HHS pledges $50M for autonomous vulnerability management solution for hospitals
As organizations in the healthcare sector continue to be a prime target for ransomware gangs and CISA warns about a vulnerability (CVE-2023-43208) in a healthcare-specific platform being leveraged by attackers, the Advanced Research Projects Agency for Health (ARPA-H) has announced the Universal PatchinG and Remediation for Autonomous DEfense (UPGRADE) program aimed at developing a vulnerability management platform for healthcare IT teams.
CVE-2023-43208 exploited by ransomware threat actors
CVE-2023-43208, an easily exploitable unauthenticated remote code execution vulnerability affecting NextGen HealthCare’s Mirth Connect data integration platform, has been patched by the company and publicly disclosed by Horizon3.ai researchers in October 2023.
CISA added it to its Known Exploited Vulnerabilities catalog on Monday, even though Microsoft Threat Intelligence found it being exploited by ransomware threat actors back in April.
That means that many months after the release of the patch, vulnerable internet-facing Mirth Connect instances were still available for attackers to exploit and use for initial access to healthcare organizations’ networks.
The UPGRADE program looks for healthcare vulnerability management solution
“While proactive vendors patch consumer products with software weaknesses in days or weeks, health care technology can take over a year to patch at scale,” ARPA-H says.
“Deploying security updates in hospitals is difficult because of the sheer number of internet-connected devices, limitations in health care IT resources, and low tolerance for device downtime needed to test and patch. Despite the size of the cybersecurity industry, health care sector challenges remain under addressed, even as more pieces of equipment are network-connected than ever before.”
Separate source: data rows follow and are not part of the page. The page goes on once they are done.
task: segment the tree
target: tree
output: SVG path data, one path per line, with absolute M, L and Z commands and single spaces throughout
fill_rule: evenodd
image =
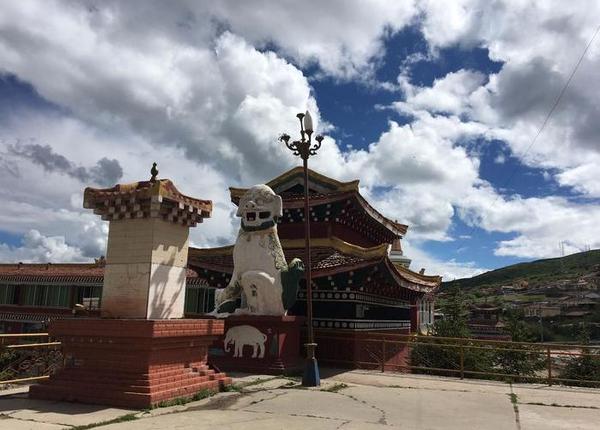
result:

The goal of the UPGRADE program is to create a security platform that will adapt to any hospital environment, proactively and autonomously simulate/evaluate the risk and potential impact of vulnerabilities, procure or develop a patch, test it in a model environment, and deploy it in a way that’s minimally disruptive to medical, IT, and other devices in use at healthcare delivery organizations.
“UPGRADE expects to bring together equipment manufacturers, cybersecurity experts, and hospital IT staff to develop a tailored and scalable software suite for hospital cyber-resilience,” says Andrew Carney, ARPA-H’s program manager for resilient systems.
“The program has four technical areas. Technical area 1 focuses on the creation of a vulnerability mitigation platform. Technical area 2 aims to create high-fidelity digital twins of equipment in hospital environments. Technical areas 3 and 4 seek to develop methods to rapidly and automatically detect software vulnerabilities and then confidently develop defenses for each.”
Investment in the program is expected to surpass $50 million. Applicants can propose solutions until June 18, 2024.